Kandungan amoniak tertinggi pada stasiun III (daerah pemukiman) yaitu 0,505 mg/l. Hal ini disebabkan oleh oksigen terlarut sebesar 5,6 mg/l, dimana oksigen tersebut dibutuhkan oleh mikroorganisme aerob untuk menguraikan senyawa organik. Menurut Barus (2004) dalam kondisi tidak tersedia oksigen terlarut, proses penguraian akan berjalan secara anaerob yang menghasilkan berbagai senyawa yang bersifat toksik dan menimbulkan bau yang busuk, seperti amoniak. Kandungan amoniak terendah pada stasiun I (daerah kontrol) dibandingkan dengan semua stasiun adalah 0,432 mg/l. Hal ini dipengaruhi oleh pH yang juga rendah yaitu 7,5. Menurut Barus (2004), semakin tinggi nilai pH akan menyebabkan keseimbangan antara amonium dan amoniak, semakin bergeser kearah amoniak, artinya kenaikan pH akan meningkatkan konsentrasi amoniak.

j. Fosfat

Dari Tabel 3.5 diperoleh hasil pengukuran fosfat berkisar antara 0,028-0,035 mg/l. kandungan tersebut lebih tinggi dibandingkan dengan baku mutu air laut untuk biota laut, yaitu 0,015 mg/l (MENLH, 2004). Kandungan fosfat yang melebihi baku mutu tersebut menyebabkan peningkatan kesuburan di Perairan Pulau Kampai dan merangsang pertumbuhan fitoplankton.

Kandungan fosfat tertinggi pada stasiun III yaitu 0,035 mg/l.

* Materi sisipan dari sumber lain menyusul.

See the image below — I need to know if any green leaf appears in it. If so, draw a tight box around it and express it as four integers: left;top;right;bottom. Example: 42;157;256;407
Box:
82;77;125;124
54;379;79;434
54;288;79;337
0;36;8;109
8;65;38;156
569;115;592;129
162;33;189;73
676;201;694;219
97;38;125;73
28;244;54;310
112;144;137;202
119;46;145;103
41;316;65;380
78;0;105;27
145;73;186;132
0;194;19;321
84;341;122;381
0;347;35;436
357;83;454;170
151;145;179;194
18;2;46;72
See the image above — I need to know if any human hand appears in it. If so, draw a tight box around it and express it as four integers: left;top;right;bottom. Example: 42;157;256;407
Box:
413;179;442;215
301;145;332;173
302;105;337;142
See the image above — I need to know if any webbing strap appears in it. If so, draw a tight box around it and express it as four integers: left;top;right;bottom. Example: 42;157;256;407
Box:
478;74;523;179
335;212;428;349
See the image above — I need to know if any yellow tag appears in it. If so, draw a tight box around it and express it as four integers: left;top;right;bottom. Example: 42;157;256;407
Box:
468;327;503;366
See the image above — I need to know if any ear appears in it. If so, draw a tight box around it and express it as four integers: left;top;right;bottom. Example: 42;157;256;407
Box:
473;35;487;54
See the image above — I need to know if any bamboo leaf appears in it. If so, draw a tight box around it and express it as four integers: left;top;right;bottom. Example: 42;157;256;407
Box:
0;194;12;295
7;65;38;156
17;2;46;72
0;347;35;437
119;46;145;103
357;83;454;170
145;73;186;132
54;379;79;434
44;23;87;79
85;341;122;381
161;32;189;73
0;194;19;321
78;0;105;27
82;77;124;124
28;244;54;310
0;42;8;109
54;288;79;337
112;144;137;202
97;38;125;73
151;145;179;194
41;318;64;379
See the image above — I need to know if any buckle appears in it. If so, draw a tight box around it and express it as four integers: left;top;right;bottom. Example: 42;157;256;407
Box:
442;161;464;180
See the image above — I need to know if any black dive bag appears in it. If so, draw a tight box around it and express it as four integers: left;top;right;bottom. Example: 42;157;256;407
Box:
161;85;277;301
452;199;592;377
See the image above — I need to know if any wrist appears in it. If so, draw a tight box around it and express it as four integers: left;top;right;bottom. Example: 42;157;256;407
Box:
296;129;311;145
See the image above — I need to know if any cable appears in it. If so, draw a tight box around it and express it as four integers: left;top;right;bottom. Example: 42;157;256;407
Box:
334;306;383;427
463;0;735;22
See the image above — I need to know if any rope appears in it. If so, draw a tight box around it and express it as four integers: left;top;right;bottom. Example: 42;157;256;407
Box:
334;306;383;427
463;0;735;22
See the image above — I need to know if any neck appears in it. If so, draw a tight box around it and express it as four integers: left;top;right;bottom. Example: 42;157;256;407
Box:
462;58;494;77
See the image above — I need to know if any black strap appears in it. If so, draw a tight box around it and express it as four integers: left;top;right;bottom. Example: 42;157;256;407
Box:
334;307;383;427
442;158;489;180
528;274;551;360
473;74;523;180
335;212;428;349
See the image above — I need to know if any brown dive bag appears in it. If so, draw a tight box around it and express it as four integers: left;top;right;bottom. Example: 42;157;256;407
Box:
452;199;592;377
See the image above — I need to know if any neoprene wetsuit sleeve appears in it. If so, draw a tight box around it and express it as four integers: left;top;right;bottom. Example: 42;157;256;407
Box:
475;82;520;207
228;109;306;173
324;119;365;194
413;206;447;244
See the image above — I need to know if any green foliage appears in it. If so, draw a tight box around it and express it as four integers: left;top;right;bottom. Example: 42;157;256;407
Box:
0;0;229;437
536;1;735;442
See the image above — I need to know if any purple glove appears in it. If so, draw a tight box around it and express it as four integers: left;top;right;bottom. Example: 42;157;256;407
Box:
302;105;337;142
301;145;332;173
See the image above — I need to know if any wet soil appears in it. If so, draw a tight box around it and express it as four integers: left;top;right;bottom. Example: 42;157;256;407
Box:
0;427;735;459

Hal ini karena pada stasiun 3 merupakan daerah pemukiman penduduk yang manghasilkan limbah organik dan anorganik. Kandungan fosfat terendah pada stasiun I sebesar 0,028 mg/l, walaupun nilai tersebut sudah melebihi baku mutu air laut. Hal ini karena pada stasiun I merupakan daerah kontrol (tanpa aktivitas) sehingga tidak ada masukan nutrisi dari luar yang dapat mempengaruhi kandungan fosfat pada stasiun ini.